Questo non significa che taluni abiti, accessori per la pratica e luoghi, non siano per certi versi “migliori” o
più consoni di altri per “aiutarci” nella pratica, ma tutto questo non deve limitarci o farci perdere fiducia.
Il SALUTO RITUALE (JING LI) che apre, separa e chiude le diverse sequenze del Dao Yin Fa Qi Gong,
racchiude in se molteplici valenze e significati, dal più concreto al più sottile e complesso, ma osserviamolo
per un istante considerando la valenza che ha rispetto al luogo della pratica: con una serie di successive
aperture e chiusure, inspirazioni ed espirazioni, il praticante traccia una linea verticale che collega,
attraverso di se, TERRA (DI), UOMO (REN) e CIELO (TIAN), le Tre Potenze; nel farlo, unisce il palmo sinistro
al pugno destro nel mudra che rappresenta l’unione di YIN e YANG, ombra e luce, Luna e Sole, femminile e
maschile, nella Chiarezza (MING) del TAO, per un attimo unisce le mani a livello della fronte e si inchina
indicando (ma anche conferendo) rispetto e sacralità per il luogo in cui si trova .
In fine, aprendo le braccia e disegnando nell’aria una sfera che lo avvolge, delimita uno spazio sacro, un
proprio luogo di pratica, in un certo senso, lo purifica, per poi entrarci con un simbolico passo in avanti.
Questo “Luogo” della mente e del cuore, questo spazio vitale, ma anche il vero e proprio spazio fisico che
ha descritto ed aperto è reso “speciale” dalla sua intenzione (YI) ed ovunque la persona si trovi, su di un
monte sacro sperduto nei contrafforti indiani o cinesi, nella piccola sala di una palestra di quartiere
piuttosto che in un parchetto a fianco della propria casa o, perfino in un pianerottolo o in un garage, esso
ha la stessa dignità del più austero ed antico monastero Taoista immerso fra monti nebbiosi o dei vuoti,
austeri e silenziosi spazi dei Templi Zen.

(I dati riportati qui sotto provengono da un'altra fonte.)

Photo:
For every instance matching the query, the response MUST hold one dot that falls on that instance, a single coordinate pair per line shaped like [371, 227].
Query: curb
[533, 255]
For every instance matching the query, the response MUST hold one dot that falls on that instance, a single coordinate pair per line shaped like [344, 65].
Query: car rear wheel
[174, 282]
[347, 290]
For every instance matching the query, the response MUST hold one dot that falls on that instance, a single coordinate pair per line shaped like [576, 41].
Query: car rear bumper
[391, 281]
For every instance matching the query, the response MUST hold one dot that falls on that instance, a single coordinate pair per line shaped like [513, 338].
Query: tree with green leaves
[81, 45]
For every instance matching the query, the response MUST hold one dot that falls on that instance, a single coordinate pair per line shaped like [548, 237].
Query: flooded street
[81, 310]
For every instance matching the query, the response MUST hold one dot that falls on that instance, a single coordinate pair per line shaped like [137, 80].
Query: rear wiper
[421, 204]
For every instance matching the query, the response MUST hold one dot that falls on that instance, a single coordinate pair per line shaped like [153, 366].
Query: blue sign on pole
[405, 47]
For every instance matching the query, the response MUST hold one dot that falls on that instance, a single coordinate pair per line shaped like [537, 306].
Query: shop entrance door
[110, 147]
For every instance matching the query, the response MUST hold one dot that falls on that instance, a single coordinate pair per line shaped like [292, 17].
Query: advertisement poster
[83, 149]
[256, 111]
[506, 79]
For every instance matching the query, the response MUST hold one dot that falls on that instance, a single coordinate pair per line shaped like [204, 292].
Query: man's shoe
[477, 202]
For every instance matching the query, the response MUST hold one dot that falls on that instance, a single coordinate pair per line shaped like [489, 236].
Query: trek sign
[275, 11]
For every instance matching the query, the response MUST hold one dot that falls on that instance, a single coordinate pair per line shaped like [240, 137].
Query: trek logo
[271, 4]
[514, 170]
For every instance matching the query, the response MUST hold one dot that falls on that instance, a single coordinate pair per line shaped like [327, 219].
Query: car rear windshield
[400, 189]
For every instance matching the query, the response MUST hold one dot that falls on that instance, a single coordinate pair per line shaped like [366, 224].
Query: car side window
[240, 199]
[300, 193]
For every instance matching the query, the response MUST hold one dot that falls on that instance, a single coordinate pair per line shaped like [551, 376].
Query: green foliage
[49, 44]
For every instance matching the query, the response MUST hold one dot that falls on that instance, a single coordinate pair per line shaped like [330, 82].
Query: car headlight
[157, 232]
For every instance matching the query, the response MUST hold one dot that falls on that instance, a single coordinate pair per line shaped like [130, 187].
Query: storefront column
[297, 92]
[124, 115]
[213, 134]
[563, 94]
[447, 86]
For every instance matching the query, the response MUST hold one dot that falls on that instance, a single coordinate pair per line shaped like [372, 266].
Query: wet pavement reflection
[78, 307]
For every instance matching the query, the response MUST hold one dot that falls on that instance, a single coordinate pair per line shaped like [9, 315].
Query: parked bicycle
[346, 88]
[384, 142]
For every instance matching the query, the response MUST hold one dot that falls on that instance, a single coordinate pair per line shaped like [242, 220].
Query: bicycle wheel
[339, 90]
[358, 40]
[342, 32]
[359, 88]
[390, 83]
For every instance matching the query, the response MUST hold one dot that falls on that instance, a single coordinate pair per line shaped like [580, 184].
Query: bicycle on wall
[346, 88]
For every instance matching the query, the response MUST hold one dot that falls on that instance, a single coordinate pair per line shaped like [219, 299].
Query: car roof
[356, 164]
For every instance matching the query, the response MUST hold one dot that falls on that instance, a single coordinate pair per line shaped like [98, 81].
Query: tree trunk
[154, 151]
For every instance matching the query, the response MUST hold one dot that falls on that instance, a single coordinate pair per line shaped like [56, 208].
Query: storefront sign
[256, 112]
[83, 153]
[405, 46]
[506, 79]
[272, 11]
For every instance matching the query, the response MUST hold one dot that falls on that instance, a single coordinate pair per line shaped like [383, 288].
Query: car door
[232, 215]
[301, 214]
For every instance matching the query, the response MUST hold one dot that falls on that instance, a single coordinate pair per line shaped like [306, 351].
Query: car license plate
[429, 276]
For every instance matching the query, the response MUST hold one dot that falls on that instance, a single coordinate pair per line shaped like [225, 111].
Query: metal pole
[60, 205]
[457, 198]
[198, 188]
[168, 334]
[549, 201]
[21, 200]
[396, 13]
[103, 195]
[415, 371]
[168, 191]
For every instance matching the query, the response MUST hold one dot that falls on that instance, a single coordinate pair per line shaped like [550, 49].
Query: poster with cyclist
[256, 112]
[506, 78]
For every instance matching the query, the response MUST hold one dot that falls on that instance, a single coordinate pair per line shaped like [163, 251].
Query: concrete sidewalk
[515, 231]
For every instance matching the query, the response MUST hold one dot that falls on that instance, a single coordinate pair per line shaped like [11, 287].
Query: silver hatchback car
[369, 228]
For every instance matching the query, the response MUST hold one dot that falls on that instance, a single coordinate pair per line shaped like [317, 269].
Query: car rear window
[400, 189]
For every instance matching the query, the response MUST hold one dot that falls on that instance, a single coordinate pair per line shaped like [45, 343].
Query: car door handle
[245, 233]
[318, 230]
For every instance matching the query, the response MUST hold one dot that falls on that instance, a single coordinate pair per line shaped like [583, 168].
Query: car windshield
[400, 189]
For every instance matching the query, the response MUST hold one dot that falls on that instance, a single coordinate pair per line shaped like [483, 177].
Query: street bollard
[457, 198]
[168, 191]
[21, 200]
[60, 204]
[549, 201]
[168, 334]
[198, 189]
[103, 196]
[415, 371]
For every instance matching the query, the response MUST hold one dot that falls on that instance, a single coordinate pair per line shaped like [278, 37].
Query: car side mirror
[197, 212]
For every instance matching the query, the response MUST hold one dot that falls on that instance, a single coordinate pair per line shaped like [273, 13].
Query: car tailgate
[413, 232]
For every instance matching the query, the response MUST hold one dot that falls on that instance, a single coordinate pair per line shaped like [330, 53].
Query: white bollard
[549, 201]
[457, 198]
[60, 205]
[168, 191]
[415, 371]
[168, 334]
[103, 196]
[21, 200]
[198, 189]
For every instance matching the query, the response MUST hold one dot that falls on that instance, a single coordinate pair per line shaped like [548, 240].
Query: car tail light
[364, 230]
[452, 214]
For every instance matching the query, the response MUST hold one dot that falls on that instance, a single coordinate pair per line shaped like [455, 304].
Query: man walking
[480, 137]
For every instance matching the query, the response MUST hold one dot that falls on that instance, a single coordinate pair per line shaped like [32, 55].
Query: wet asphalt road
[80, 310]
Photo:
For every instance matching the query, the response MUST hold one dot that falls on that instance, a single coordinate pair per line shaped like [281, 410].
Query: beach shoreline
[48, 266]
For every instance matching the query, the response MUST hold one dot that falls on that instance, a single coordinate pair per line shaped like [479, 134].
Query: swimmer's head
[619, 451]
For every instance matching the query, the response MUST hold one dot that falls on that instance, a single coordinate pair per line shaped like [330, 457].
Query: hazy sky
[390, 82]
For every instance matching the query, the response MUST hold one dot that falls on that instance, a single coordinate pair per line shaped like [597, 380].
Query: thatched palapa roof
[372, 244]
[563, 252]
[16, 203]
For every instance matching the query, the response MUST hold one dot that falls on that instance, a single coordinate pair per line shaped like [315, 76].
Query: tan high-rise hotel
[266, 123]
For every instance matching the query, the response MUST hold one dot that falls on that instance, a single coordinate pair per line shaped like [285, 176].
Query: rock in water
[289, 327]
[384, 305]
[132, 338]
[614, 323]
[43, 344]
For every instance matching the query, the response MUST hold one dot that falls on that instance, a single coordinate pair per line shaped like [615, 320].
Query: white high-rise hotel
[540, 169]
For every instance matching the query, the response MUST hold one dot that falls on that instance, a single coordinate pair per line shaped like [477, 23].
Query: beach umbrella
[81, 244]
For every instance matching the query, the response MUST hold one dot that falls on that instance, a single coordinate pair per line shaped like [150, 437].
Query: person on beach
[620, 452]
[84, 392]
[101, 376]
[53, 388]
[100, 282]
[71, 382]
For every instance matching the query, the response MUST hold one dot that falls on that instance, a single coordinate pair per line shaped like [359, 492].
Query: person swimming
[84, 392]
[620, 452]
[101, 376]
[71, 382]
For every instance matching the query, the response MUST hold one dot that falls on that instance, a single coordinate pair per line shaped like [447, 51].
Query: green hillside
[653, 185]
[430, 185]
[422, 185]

Dal saluto iniziale che apre la pratica a quello finale che la conclude, ovunque noi siamo, quello è il “Luogo
della Pratica”: un posto speciale, probabilmente visibile solo a pochi (forse anche solo da noi), non perché
riservato a iniziati, ma perché in pochi si permetteranno di accorgersi che esso esiste ed è un luogo unico,
immerso nel “Qui ed Ora”; frammento di spazio e tempo che ci appartiene in cui Terra, Uomo e Cielo sono
connessi e le differenze unite… O almeno, dove ci si prova…
Ancora di più, quando si pratica assieme a più persone, tramite il saluto collettivo di tutto il gruppo, si
uniscono tutte quelle piccole bolle, quegli spazi speciali, in un unico luogo “sacro”, un “tempio”, creato
dall’intenzione (YI) dei compagni di pratica in qualsiasi luogo del mondo questo succeda.